[In French]

Mon garçon,

Ce matin, j’ai entendu à la radio qu’un économiste anglais de ­réputation internationale dont j’oublie le nom – d’autant plus que je ne l’avais jamais entendu… preuve qu’il ne s’agissait pas d’un ­participant ­évincé du LOFT –, un grand économiste donc, ­éminemment ­conservateur de réputation, et ce détail n’est pas banal, prédisait que si les divers gouvernements mondiaux ne réagissaient pas aux problèmes reliés au réchauffement de la planète, il en coûterait à l’humanité plus de 7 500 milliards de dollars pour tenter de colmater les dommages, de toute façon irréparables, causés par la frénésie ­inconséquente, voire inconsciente, de l’activité ­industrielle humaine. Une facture plus ­élevée que celle des deux guerres mondiales réunies et qui ­plongerait l’humanité dans un gouffre plus catastrophique que la crise de 1929…
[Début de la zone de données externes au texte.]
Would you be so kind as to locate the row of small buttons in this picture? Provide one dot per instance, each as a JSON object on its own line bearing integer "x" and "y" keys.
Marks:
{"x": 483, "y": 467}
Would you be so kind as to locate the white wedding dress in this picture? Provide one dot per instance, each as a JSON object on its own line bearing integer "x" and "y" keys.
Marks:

Devant cette prédiction apocalyptique, l’économiste ­suggère quelques pistes de solutions comme l’établissement d’une
« taxe verte » à l’échelle de la planète afin d’amasser un fonds ­d’urgence permettant de réagir au plus pressé… En fait ce qu’il sous-entend par cette proposition c’est que comme rien ne sera fait pour changer les comportements, comme cette part grandissante de ­l’humanité qui accède aux multiples plaisirs de la consommation ne cédera en rien à sa gloutonnerie énergivore et consumériste, vaut mieux avoir des sous pour payer les réparateurs… et quelques ­bouteilles de Liquid Plummer pour déboucher les chiottes…

Ce matin j’ai entendu cette nouvelle qui n’en est pas une depuis déjà trop longtemps alors que je m’évertuais à essayer d’enlever ­l’étiquette de ma boîte de thon qui traînait dans le fond de l’évier depuis la veille avant de la mettre au bac de récupération…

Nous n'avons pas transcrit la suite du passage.